La presenza di una demo rifinita e di riferimenti alla configurazione indica che Apple avrebbe integrato il prodotto a un livello avanzato del proprio software. Le indiscrezioni sulla tempistica, tuttavia, non sono univoche: alcuni report parlano di un possibile lancio già a settembre, mentre altri indicano una finestra più generica entro la fine dell’anno.
Un annuncio a settembre, magari insieme ai nuovi iPhone, è quindi plausibile ma tutt’altro che certo. I riferimenti presenti nel software possono attestare che un progetto è in sviluppo senza garantire che il prodotto venga commercializzato, presentato a un determinato evento o distribuito con le stesse funzioni.
Apple non ha annunciato pubblicamente questi AirPods, non ha confermato il nome B790 e non ha comunicato una data di uscita.
Gli auricolari con fotocamera potrebbero essere più difficili da interpretare per chi sta intorno rispetto agli occhiali smart, perché i sensori sarebbero meno visibili. Apple avrebbe probabilmente bisogno di un indicatore inequivocabile per segnalare quando il rilevamento visivo è attivo. La fuga di notizie, però, non chiarisce quale forma avrebbe questo indicatore né se sarebbe obbligatorio.
Gli occhiali smart di Meta offrono un termine di paragone. La loro attività viene segnalata da un LED e l’azienda ha introdotto misure pensate per disattivare la fotocamera se l’indicatore viene manomesso o coperto. Nonostante queste protezioni, gli occhiali dotati di fotocamera hanno già incontrato divieti in alcuni luoghi e reazioni negative legate alla privacy.
Regole simili potrebbero comparire anche per un eventuale prodotto Apple, soprattutto in palestre, spogliatoi, ospedali o altri ambienti sensibili dove sarebbe difficile distinguere l’assistenza visiva dalla registrazione. Il fatto che le fotocamere non siano tecnicamente destinate a scattare foto o video sarebbe importante, ma la fiducia del pubblico dipenderebbe anche da quanto facilmente le altre persone possano capire quando il rilevamento è attivo.
La stessa release candidate di macOS Tahoe 26.7 conterrebbe riferimenti a numerosi prodotti non ancora presentati: nuovi iPhone, Mac, iPad, un Home Hub, una versione aggiornata di HomePod mini, altri AirPods e ulteriori dispositivi per la casa.
Questi indizi sono utili per ricostruire la pianificazione software e hardware di Apple, ma non costituiscono un calendario ufficiale dei lanci. I nomi in codice possono sopravvivere a rinvii, cancellazioni o cambiamenti nel progetto.
Nel codice comparirebbero anche riferimenti agli Strumenti di scrittura di Apple Intelligence per la Cina. La pagina ufficiale di Apple sulla disponibilità delle funzioni indica attualmente gli Strumenti di scrittura in cinese semplificato come non disponibili nella Cina continentale; i riferimenti trapelati potrebbero quindi segnalare una preparazione per il supporto futuro, non un’attivazione immediata.

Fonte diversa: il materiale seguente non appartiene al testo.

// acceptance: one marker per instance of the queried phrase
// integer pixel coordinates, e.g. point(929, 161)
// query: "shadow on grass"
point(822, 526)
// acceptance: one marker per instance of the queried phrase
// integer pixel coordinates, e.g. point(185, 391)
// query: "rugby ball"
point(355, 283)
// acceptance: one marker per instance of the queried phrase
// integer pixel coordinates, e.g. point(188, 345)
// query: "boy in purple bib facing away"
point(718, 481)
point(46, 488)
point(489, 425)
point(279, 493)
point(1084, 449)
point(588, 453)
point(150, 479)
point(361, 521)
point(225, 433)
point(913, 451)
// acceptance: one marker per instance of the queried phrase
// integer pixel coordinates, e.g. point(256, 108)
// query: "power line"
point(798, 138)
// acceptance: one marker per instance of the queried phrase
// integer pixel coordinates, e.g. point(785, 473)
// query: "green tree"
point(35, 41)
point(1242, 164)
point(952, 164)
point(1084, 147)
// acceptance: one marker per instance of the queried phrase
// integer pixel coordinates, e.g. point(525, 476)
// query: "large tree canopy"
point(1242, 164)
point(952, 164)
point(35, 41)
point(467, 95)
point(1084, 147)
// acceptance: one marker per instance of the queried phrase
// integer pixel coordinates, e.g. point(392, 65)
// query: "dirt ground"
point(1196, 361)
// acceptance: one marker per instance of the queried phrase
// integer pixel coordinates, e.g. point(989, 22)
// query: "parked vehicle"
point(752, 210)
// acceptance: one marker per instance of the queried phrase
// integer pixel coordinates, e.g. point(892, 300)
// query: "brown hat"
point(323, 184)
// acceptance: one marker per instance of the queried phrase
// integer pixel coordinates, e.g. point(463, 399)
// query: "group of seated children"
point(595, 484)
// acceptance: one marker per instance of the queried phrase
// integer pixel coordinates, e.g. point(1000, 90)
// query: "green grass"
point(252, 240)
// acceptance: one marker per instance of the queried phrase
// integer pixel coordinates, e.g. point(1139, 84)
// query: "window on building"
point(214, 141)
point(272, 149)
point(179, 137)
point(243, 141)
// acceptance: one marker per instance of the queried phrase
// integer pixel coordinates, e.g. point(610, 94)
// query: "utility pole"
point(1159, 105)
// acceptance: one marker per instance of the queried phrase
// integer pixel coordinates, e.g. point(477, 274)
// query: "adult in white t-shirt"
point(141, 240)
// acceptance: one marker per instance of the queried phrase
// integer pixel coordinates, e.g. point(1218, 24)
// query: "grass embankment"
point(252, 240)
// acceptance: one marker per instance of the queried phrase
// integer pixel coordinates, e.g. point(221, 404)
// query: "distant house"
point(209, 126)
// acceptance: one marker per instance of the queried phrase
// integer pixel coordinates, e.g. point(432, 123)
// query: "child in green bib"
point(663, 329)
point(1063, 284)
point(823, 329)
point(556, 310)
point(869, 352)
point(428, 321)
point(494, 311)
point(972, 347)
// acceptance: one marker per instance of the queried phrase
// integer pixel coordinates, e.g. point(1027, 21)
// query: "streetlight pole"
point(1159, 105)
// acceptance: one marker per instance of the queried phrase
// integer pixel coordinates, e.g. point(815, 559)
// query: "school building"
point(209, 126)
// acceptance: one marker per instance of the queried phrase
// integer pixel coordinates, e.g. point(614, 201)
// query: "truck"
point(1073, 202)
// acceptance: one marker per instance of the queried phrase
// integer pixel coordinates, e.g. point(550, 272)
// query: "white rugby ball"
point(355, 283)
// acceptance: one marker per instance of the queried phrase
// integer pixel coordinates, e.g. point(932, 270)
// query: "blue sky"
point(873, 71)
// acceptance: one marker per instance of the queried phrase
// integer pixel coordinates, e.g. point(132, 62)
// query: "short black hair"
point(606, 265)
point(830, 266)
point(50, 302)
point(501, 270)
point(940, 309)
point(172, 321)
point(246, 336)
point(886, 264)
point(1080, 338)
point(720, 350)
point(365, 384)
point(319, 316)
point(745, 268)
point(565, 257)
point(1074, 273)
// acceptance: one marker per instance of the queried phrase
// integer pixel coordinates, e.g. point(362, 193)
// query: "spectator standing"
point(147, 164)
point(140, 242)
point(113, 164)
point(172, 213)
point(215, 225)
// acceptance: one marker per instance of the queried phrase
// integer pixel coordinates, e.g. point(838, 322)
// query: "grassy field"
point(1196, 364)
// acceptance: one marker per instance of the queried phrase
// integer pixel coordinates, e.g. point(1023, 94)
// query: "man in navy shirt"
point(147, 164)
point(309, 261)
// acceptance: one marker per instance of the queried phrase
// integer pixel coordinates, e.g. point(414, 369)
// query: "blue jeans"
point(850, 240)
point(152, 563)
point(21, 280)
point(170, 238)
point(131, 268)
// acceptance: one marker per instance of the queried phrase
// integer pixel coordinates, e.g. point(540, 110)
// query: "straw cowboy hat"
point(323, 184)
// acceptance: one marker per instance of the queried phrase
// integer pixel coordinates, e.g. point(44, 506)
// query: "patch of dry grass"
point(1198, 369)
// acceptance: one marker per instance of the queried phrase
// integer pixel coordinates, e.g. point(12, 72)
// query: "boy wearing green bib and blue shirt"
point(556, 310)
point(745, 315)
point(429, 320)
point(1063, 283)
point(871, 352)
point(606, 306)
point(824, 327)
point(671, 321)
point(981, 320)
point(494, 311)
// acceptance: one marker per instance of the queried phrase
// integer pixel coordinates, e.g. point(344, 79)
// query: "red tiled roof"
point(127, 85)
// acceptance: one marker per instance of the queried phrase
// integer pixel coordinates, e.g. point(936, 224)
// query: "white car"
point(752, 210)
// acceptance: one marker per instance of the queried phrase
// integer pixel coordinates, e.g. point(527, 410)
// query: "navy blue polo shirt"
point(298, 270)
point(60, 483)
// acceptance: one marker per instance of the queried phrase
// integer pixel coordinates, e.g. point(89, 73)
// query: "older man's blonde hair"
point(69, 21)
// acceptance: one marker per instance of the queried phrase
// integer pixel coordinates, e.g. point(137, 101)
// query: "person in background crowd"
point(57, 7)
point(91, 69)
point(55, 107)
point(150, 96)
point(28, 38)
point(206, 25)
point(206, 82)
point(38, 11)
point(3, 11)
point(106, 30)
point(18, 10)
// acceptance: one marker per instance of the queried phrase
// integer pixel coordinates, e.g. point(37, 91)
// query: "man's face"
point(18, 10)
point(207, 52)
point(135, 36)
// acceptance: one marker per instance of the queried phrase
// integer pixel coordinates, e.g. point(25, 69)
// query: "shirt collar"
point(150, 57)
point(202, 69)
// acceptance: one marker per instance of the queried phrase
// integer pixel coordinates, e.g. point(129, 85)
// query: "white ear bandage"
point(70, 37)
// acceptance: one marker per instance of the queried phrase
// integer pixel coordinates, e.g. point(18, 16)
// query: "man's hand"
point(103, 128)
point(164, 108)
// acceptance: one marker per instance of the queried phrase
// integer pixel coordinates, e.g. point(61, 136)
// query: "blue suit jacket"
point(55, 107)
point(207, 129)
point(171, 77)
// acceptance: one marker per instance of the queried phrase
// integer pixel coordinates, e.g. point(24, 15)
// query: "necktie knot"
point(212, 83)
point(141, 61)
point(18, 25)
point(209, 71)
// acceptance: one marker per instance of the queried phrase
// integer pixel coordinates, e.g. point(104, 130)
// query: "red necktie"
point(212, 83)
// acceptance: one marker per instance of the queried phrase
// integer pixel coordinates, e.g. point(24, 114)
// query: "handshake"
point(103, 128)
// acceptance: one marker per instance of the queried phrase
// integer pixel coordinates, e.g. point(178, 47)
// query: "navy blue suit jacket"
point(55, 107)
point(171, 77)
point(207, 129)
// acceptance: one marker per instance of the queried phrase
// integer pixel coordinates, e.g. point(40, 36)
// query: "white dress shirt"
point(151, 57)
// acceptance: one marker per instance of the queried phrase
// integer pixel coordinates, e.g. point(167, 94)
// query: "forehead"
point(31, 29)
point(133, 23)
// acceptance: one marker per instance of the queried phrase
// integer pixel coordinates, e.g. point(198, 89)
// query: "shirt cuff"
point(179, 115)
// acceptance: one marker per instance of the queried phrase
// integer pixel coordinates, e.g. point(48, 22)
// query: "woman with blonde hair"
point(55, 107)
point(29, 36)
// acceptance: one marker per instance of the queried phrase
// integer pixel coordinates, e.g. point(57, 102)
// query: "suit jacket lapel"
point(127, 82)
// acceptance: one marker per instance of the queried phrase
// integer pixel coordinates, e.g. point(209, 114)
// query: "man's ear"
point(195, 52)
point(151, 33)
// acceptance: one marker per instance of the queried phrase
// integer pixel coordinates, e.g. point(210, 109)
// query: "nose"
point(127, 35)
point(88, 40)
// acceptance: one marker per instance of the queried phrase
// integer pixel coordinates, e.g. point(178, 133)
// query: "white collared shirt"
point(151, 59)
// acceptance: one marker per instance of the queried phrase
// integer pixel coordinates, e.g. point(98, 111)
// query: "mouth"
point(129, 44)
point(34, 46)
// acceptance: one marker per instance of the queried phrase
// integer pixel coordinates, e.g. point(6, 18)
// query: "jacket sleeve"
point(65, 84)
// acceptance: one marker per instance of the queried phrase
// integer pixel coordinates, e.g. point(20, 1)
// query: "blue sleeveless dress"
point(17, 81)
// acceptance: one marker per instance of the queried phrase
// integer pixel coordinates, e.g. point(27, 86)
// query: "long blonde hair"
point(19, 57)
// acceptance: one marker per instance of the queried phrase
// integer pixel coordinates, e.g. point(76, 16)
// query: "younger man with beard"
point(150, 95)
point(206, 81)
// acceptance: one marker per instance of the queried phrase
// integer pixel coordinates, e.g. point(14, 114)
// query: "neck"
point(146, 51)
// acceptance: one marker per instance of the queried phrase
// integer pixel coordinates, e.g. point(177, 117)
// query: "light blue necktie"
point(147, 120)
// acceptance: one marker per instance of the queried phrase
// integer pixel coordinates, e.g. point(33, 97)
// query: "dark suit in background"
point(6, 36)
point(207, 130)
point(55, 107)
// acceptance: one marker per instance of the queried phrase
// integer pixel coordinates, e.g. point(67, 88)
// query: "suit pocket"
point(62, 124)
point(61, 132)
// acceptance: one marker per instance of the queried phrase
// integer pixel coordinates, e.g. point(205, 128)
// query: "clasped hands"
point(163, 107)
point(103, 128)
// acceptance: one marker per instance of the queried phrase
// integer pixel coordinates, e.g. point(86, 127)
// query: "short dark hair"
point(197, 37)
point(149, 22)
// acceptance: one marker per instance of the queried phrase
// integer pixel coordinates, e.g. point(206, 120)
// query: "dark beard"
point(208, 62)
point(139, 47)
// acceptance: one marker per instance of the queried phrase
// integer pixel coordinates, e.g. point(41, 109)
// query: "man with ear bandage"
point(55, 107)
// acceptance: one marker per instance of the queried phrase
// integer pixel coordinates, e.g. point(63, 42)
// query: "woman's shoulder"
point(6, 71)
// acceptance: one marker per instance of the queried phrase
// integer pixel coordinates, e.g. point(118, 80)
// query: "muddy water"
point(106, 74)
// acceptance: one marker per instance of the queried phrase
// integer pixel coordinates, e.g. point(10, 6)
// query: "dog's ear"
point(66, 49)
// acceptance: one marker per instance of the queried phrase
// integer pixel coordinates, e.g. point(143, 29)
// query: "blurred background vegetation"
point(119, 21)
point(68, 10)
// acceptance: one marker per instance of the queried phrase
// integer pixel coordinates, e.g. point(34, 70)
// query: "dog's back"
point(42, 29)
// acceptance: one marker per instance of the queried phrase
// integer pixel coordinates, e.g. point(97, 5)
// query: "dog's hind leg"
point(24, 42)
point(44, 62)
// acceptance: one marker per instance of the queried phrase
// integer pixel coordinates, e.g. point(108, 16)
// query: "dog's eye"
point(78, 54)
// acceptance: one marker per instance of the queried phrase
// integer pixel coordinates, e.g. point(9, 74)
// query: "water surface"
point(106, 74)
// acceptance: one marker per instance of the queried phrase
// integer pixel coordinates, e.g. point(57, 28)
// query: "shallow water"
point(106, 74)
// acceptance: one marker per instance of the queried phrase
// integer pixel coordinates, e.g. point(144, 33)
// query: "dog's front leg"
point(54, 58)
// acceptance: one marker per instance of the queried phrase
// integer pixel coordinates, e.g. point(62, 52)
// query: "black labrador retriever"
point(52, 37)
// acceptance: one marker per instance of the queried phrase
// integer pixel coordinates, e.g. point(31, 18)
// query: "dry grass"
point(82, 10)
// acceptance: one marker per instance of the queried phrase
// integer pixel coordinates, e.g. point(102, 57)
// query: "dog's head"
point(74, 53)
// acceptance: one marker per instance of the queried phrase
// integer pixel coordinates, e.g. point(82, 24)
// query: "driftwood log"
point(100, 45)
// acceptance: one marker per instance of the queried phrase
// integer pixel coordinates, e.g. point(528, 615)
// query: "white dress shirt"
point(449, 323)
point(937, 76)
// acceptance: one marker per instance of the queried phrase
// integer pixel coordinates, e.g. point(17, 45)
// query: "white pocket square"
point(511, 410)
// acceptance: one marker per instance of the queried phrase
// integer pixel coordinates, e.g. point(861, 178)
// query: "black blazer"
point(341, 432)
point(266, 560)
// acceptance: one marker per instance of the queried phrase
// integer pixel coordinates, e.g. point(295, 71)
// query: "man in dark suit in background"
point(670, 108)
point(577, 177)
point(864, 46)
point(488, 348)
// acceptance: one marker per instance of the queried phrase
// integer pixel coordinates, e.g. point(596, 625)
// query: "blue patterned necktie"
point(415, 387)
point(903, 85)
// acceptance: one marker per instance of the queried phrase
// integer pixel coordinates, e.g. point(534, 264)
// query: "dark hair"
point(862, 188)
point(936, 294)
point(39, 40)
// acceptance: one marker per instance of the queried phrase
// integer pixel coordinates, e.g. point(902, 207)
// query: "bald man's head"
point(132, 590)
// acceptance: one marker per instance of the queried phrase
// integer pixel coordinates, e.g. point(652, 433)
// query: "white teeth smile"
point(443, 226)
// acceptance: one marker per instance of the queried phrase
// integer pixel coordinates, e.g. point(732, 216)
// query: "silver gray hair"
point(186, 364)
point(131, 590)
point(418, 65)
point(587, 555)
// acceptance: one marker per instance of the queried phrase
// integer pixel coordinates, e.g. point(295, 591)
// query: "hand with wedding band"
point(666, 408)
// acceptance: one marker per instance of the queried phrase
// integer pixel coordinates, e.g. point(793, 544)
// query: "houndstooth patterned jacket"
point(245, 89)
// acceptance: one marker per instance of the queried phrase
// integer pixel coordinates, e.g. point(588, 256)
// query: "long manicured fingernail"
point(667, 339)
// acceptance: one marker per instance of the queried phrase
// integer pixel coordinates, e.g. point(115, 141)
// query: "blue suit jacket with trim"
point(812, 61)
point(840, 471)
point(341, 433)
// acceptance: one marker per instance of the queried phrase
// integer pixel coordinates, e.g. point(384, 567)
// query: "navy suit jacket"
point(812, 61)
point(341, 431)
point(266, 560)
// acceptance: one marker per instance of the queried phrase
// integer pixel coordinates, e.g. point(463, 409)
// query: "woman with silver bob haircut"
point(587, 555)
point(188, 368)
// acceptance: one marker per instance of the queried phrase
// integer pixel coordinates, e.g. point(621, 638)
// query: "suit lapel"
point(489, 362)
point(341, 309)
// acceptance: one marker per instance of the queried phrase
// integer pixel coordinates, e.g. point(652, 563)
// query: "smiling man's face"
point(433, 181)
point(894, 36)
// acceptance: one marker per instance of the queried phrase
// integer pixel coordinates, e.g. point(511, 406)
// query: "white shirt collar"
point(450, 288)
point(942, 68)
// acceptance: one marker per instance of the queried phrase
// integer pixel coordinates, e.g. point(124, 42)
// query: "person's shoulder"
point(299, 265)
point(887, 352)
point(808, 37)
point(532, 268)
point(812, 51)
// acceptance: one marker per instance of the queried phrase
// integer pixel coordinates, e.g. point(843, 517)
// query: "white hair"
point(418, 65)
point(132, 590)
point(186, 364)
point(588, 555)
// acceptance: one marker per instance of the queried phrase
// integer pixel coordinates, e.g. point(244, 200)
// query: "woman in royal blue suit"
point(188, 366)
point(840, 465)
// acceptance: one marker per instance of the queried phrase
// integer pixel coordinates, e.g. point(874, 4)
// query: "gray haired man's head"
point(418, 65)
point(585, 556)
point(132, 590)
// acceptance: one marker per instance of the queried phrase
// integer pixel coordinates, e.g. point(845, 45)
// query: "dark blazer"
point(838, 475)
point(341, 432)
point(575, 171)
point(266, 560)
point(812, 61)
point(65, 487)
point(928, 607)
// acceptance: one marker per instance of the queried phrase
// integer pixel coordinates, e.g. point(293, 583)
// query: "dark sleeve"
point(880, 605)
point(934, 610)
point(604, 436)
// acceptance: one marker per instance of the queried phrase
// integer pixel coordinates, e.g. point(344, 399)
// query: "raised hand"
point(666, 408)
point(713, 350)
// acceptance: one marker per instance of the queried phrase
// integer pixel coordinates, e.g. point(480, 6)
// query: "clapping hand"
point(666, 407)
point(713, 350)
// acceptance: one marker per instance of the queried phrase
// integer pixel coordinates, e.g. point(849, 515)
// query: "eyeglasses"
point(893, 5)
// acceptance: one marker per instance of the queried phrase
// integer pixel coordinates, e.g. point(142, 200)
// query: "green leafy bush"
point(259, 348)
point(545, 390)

Il leak di macOS rende gli AirPods con fotocamera di Apple simili a un progetto reale e già integrato nel software, offrendo anche l’indicazione più chiara finora sul loro scopo. L’idea centrale non sarebbe scattare foto dalle orecchie, ma fornire a Siri una visuale a bassa risoluzione dell’ambiente per consentire a Visual Intelligence di riconoscere, spiegare e salvare ciò che l’utente vede.
Mancano però proprio i dettagli più decisivi: come verrebbe segnalato il rilevamento visivo, se qualche immagine uscirebbe dal dispositivo, quali controlli sulla privacy imporrebbe Apple, quanto inciderebbero i sensori sull’autonomia e quando — o se — il prodotto arriverebbe nei negozi. Finché Apple non parlerà ufficialmente, B790 resta un leak software molto convincente, non un prodotto retail confermato.